Here’s something new in the saga of everysupervillain ordinariness featuring Gru the goofy animated megabaddie (voiced by Steve Carell), with his comedy bald head, pointy noise and foreign accent. We now reach the fourth film in the series; sixth, if you count the two spin-off films about his jabbering yellow sidekick minions.

This franchise from Illumination Entertainment has never come close to the inspired genius of its rival Pixar’s best work, despite the obvious indebtedness to Syndrome from Pixar’s The Incredibles; that mighty film’s influence looks even more obvious now, as Gru and his family have to be moved to a new city and given witness-protection-scheme-type new identities by their faintly exasperated handlers. But it has to be said that the Despicable Me franchise has marathon stamina; it relaxes into its long-established characterisation and storytelling and only a snob would deny this film’s unassuming consistency in delivering family entertainment. And this is, after all, the franchise that gave us the world-beatingly catchy Happy by Pharrell Williams, who returns to write songs for DM4.

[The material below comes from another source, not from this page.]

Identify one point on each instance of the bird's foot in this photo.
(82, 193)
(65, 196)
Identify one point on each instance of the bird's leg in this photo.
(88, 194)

The latest crisis in Gru’s life begins with his arrival at a high school reunion at his supervillain alma mater somewhere in francophone Europe; this is the LPB, or Lycée Pas Bon, a castle in the mountains, where the Class of ’85 has assembled. Gru, who has long ago converted to working for the powers of light, confronts a new nemesis: former classmate-slash-implacable-enemy Maxime Le Mal (Will Ferrell). Maxime has a weapon that turns all mammals into cockroaches – even humans – and when he goes all out to attack Gru and his wife Lucy (Kristen Wiig) and stepchildren and baby, the entire family has to be relocated to a new city with fake names. And it is in this new suburban dullness that Gru is discomfited to meet the kid next door: Poppy (Joey King) who has a proposition for him. Meanwhile, Silas Ramsbottom (Steve Coogan), the Anti-Villain League’s Q-type pompous Brit, has developed new bio-tech for evolving the little yellow minions up to a new level of crime-fighting excellence.

In truth, the minions are always the least funny and most tiresome part of the Despicable Me films, but it also has to be said they are undoubtedly an important and mysterious part of the franchise’s success-alchemy and brand identity, providing wacky nonverbal fun, reaching out to very little kids and boosting success in non-English-speaking territories. But there is diversion in Gru and Lucy’s bland new ersatz life in the ’burbs, pretending to be solar panel sales operative Chet and hairstylist Blanche. The film weirdly and rather charmingly begins to resemble an old TV show like Bewitched or I Dream of Jeannie as this family with its heavy burden of secrets tries to make the best of things.

With a terrible inevitability, the awful Maxime turns his cockroach gun on the most poignantly vulnerable members of Gru’s family and a more serious, or even more ironic and cynical film might seek to make the effects of that marginally more scary, more difficult to reverse, more despicable in fact. But this isn’t this film’s style. It isn’t a masterpiece, and no one needs Despicable Me 5, but being unassumingly enjoyable isn’t easy.

• Despicable Me 4 is out in Australia now, in the US on 3 July and in the UK on 12 July.